Lennard-Jones Interaction (Shifted 12-6 Potential)

$[ E_{\text{LJ}} = 4\varepsilon \left[\left( \frac{\sigma}{r} \right)^{12} - \left( \frac{\sigma}{r} \right)^6 \right] - E_{\text{shift}} ]$

$( \varepsilon )$: depth of the potential well
$( \sigma )$: distance at which potential = 0
$( r )$: interatomic distance (Å)
$( E_{\text{shift}} )$: energy at cutoff, subtracted to ensure smooth truncation
Default Parameters:
- epsilon_lj = 0.02 kcal/mol
- sigma_lj = 3.0 Å
- cutoff_LJ = 12 Å

Hydrophobic Interaction (Gaussian-like Potential)

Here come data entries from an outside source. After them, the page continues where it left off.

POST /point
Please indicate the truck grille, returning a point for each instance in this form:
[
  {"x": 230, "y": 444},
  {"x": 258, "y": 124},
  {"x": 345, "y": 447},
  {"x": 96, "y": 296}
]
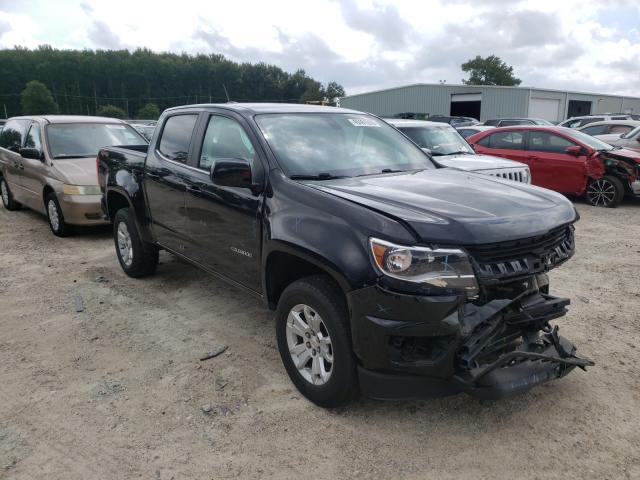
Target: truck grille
[
  {"x": 516, "y": 174},
  {"x": 506, "y": 260}
]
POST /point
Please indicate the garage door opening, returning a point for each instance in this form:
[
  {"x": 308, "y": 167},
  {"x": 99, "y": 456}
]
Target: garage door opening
[
  {"x": 466, "y": 105},
  {"x": 578, "y": 108}
]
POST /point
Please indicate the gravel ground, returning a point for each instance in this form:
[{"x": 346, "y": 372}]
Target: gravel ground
[{"x": 117, "y": 391}]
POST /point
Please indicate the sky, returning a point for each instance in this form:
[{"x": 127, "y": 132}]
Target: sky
[{"x": 365, "y": 45}]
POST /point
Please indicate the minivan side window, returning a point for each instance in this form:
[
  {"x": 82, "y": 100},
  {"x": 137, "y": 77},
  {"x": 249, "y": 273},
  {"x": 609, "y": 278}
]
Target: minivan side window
[
  {"x": 176, "y": 137},
  {"x": 224, "y": 138},
  {"x": 12, "y": 134},
  {"x": 33, "y": 138},
  {"x": 506, "y": 140}
]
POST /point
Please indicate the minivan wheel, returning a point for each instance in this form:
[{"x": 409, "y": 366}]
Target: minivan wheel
[
  {"x": 312, "y": 328},
  {"x": 607, "y": 191},
  {"x": 136, "y": 258},
  {"x": 56, "y": 219},
  {"x": 7, "y": 197}
]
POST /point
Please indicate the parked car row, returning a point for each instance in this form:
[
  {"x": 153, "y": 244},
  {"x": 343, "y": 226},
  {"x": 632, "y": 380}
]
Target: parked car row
[
  {"x": 567, "y": 161},
  {"x": 390, "y": 274}
]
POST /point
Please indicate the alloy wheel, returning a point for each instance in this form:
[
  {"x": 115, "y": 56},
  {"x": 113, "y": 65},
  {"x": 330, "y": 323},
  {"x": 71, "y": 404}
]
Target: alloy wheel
[
  {"x": 601, "y": 192},
  {"x": 125, "y": 245},
  {"x": 309, "y": 344}
]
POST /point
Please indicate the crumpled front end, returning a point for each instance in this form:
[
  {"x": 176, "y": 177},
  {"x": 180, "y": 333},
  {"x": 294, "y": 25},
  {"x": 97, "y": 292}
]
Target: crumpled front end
[{"x": 494, "y": 346}]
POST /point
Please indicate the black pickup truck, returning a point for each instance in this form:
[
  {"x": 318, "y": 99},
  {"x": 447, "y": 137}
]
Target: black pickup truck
[{"x": 389, "y": 275}]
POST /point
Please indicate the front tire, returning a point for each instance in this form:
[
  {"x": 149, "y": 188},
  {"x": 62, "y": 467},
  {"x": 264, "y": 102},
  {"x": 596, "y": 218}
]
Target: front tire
[
  {"x": 136, "y": 258},
  {"x": 312, "y": 328},
  {"x": 607, "y": 192},
  {"x": 56, "y": 219},
  {"x": 7, "y": 197}
]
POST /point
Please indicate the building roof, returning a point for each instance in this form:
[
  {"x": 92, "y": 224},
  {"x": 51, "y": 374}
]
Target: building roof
[{"x": 475, "y": 87}]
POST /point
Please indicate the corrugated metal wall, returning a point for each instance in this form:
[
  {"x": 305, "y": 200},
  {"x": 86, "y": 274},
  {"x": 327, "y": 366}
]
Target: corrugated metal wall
[{"x": 496, "y": 101}]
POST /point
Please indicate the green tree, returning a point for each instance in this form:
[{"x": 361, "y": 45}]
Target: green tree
[
  {"x": 149, "y": 112},
  {"x": 36, "y": 99},
  {"x": 111, "y": 111},
  {"x": 489, "y": 71},
  {"x": 333, "y": 91}
]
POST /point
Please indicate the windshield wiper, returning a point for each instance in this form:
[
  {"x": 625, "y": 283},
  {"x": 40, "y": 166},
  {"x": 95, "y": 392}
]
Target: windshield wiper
[
  {"x": 320, "y": 176},
  {"x": 384, "y": 170}
]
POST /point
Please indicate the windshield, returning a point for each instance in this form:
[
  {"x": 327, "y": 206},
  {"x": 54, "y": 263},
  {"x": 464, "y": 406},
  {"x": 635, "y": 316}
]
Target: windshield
[
  {"x": 593, "y": 142},
  {"x": 79, "y": 140},
  {"x": 440, "y": 140},
  {"x": 338, "y": 144}
]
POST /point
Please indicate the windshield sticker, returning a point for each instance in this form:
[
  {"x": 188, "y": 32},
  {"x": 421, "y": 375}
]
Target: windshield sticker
[{"x": 363, "y": 122}]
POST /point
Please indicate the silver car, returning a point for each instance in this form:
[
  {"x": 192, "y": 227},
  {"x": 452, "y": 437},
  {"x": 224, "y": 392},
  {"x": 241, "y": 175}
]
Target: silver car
[{"x": 448, "y": 148}]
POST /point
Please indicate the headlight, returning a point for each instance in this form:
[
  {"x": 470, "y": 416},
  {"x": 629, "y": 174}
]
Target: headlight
[
  {"x": 440, "y": 268},
  {"x": 81, "y": 190}
]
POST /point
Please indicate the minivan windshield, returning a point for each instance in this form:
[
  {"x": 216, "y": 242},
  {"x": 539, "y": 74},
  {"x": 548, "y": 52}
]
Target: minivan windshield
[
  {"x": 326, "y": 145},
  {"x": 80, "y": 140},
  {"x": 440, "y": 140}
]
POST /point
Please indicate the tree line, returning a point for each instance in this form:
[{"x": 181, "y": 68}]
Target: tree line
[{"x": 86, "y": 82}]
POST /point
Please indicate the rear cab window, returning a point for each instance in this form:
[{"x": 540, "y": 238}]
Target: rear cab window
[{"x": 176, "y": 137}]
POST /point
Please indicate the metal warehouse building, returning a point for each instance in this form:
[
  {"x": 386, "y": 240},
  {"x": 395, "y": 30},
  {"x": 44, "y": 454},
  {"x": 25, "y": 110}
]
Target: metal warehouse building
[{"x": 485, "y": 102}]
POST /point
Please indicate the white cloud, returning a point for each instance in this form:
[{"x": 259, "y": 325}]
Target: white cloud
[{"x": 363, "y": 44}]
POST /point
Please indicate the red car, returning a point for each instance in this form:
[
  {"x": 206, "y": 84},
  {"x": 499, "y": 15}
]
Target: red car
[{"x": 567, "y": 161}]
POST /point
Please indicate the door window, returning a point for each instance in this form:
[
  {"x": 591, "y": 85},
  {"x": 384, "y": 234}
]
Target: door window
[
  {"x": 547, "y": 142},
  {"x": 224, "y": 138},
  {"x": 33, "y": 138},
  {"x": 507, "y": 140},
  {"x": 13, "y": 134},
  {"x": 176, "y": 137},
  {"x": 621, "y": 129},
  {"x": 595, "y": 130}
]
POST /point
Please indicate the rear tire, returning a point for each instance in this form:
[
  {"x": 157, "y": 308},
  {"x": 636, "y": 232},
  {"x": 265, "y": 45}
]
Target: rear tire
[
  {"x": 607, "y": 192},
  {"x": 137, "y": 258},
  {"x": 7, "y": 197},
  {"x": 56, "y": 219},
  {"x": 312, "y": 328}
]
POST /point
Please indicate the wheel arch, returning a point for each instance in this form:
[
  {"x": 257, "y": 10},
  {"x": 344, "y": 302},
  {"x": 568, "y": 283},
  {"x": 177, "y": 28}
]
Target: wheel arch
[{"x": 286, "y": 264}]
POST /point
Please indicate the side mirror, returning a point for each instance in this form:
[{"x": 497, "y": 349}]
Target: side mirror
[
  {"x": 574, "y": 150},
  {"x": 232, "y": 172},
  {"x": 32, "y": 153}
]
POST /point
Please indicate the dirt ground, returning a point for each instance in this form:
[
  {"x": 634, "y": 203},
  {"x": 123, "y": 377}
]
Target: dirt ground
[{"x": 117, "y": 391}]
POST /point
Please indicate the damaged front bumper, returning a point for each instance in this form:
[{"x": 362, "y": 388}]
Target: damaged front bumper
[{"x": 412, "y": 346}]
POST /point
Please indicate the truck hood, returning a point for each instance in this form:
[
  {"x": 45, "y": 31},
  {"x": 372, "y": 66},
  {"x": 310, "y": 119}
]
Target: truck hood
[
  {"x": 77, "y": 171},
  {"x": 476, "y": 163},
  {"x": 454, "y": 207}
]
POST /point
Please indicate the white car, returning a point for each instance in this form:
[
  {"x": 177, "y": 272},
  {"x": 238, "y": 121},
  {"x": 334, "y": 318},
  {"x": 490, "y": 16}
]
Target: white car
[
  {"x": 577, "y": 122},
  {"x": 448, "y": 148},
  {"x": 610, "y": 130}
]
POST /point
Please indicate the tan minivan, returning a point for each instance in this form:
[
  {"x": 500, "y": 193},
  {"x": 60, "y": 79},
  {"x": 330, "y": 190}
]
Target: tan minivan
[{"x": 48, "y": 164}]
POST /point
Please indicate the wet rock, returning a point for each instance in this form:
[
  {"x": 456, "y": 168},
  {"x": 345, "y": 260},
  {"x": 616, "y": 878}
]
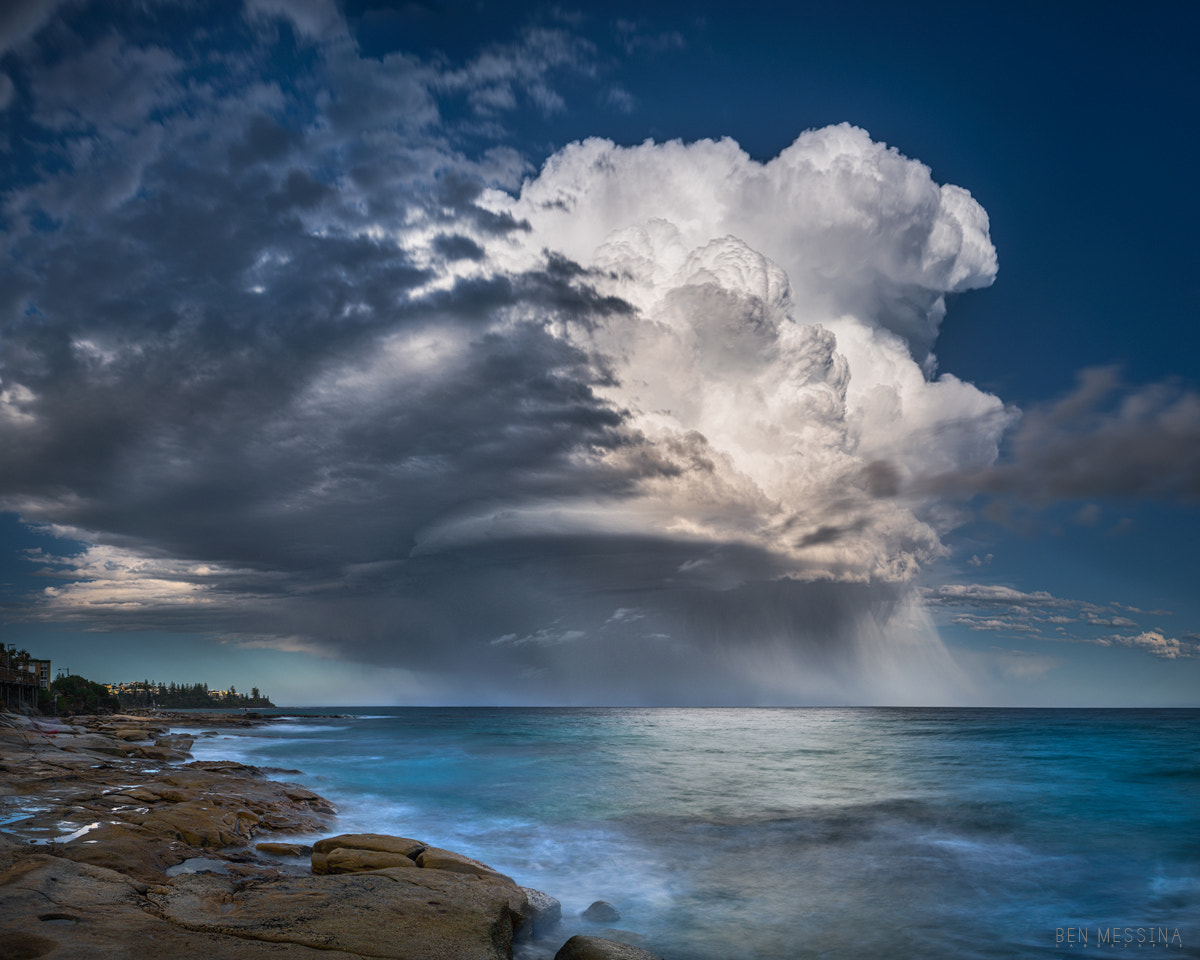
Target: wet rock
[
  {"x": 601, "y": 911},
  {"x": 435, "y": 858},
  {"x": 545, "y": 912},
  {"x": 598, "y": 948},
  {"x": 57, "y": 909},
  {"x": 342, "y": 861},
  {"x": 377, "y": 841},
  {"x": 285, "y": 850},
  {"x": 403, "y": 913}
]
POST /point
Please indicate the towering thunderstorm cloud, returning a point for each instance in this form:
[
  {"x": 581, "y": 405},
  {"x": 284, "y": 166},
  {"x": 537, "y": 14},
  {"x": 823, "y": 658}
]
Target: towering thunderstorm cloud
[{"x": 300, "y": 372}]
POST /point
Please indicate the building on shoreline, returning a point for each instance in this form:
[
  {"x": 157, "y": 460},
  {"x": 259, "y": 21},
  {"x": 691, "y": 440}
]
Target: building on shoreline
[{"x": 22, "y": 677}]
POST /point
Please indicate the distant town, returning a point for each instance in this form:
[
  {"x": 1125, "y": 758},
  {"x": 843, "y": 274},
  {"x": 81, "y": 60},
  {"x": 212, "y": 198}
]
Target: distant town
[
  {"x": 173, "y": 695},
  {"x": 25, "y": 683}
]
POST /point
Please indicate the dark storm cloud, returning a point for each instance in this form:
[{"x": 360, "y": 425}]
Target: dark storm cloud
[
  {"x": 275, "y": 347},
  {"x": 1103, "y": 439}
]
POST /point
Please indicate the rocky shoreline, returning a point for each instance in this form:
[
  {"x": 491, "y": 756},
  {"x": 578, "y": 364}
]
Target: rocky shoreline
[{"x": 114, "y": 844}]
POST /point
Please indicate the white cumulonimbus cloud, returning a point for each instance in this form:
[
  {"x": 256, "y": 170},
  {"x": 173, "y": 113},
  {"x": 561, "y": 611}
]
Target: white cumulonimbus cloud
[{"x": 775, "y": 367}]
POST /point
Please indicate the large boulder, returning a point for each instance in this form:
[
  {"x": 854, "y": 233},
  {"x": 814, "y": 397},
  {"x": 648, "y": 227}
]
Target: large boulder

$[ E_{\text{hp}} = -A \cdot \exp\left( -\frac{(r - r_0)^2}{\delta^2} \right) ]$

$( A )$: amplitude (typically tuned to produce ~–30 kcal/mol when summed)
$( r_0 )$: optimal interaction distance (Å)
$( \delta ):$ interaction width (Å)
Applied only to pairs of hydrophobic residues.
Default Parameters:
- A_hp = 23
- r0_hp = 5.0 Å
- delta_hp = 1.0 Å
- cutoff_hp = 12 Å

Configuration and Inputs

Prerequisites

Requires a loaded trajectory.

Key Configuration Options

Selections:
- group1_sel, group2_sel: Define receptor and ligand (e.g., protein and toxin).
- group1_name, group2_name: Used in labeling output plots.
Processing:
- num_threads: Enables parallelization for faster frame analysis.
Electrostatics Parameters:
- salt_conc: Salt concentration (M) for screening factor.
- epsilon_water: Dielectric constant of the environment.
- k_elec_elec: Electrostatic constant.
- cutoff_elec: Distance cutoff for interactions (Å).
Lennard-Jones Parameters:
- epsilon_lj, sigma_lj: Depth and radius for the LJ potential.
- cutoff_LJ: LJ distance cutoff (Å).
Hydrophobic Interaction Parameters:
- A_hp, r0_hp, delta_hp, cutoff_hp: Amplitude, optimal distance, width, and cutoff for hydrophobic energy.
Residue Contribution Filtering:
- min_contribution_percent: Filters residues below this % of maximum observed contribution.

Output

Binding Energy Time-Series Plot:
- {group1_name}_{group2_name}_binding_energies.png
- Overlays electrostatic, LJ, hydrophobic, and total (free) energy over time.
Per-Residue Energy Contribution Plots:
- {group1_name}_energy_contributions.png and {group2_name}_energy_contributions.png
- Horizontal stacked bars grouped by interaction type (electrostatic, LJ, hydrophobic).
- Only includes residues above specified contribution threshold.
Console Output:
- Average values of each energy term.
- Debug summaries of per-frame computation (optional).
- Confirmation of saved plots.

Interpreting the Results

Electrostatic:
- Negative values suggest attractive charge complementarity.
- Positive spikes may indicate charge repulsion or unscreened buried charges.
Lennard-Jones:
- Usually stabilizing (negative) in the short range.
- High fluctuations may imply steric clash or contact instability.
Hydrophobic:
- Dominant in buried or dry interfaces.
- Long-range and smoother compared to LJ.
Free Energy:
- Sum of electrostatic, LJ, and hydrophobic terms.
- Negative values indicate net favorable binding conditions.
Residue Contributions:
- Identify key stabilizing or destabilizing residues.
- Guide for mutagenesis, pharmacophore mapping, or interface optimization.

Example Scenarios

Toxin–Channel Binding

Scenario: Evaluate toxin binding affinity over simulation.
Observation: Hydrophobic contribution increases steadily, while electrostatics remain stable.
Interpretation: Suggests buried hydrophobic binding site with stable ionic pairing.

Ligand Entry Pathway

Scenario: Ligand gradually enters receptor binding site.
Observation: LJ and hydrophobic energy drop over time, electrostatics fluctuate near entry.
Interpretation: Consistent with ligand descent into a partially buried pocket.

Hotspot Mapping

Scenario: Identify binding hotspots on receptor surface.
Observation: Per-residue bar plot shows a few residues contribute disproportionately.
Interpretation: Target for optimization or mutation.

Usage Tips

Filter Settings:
- Set min_contribution_percent to 5–10% to focus on strongest contributors.
Interpretation Scope:
- Energies are not absolute binding free energies.
- Use for relative comparison or pattern detection, not quantitative prediction.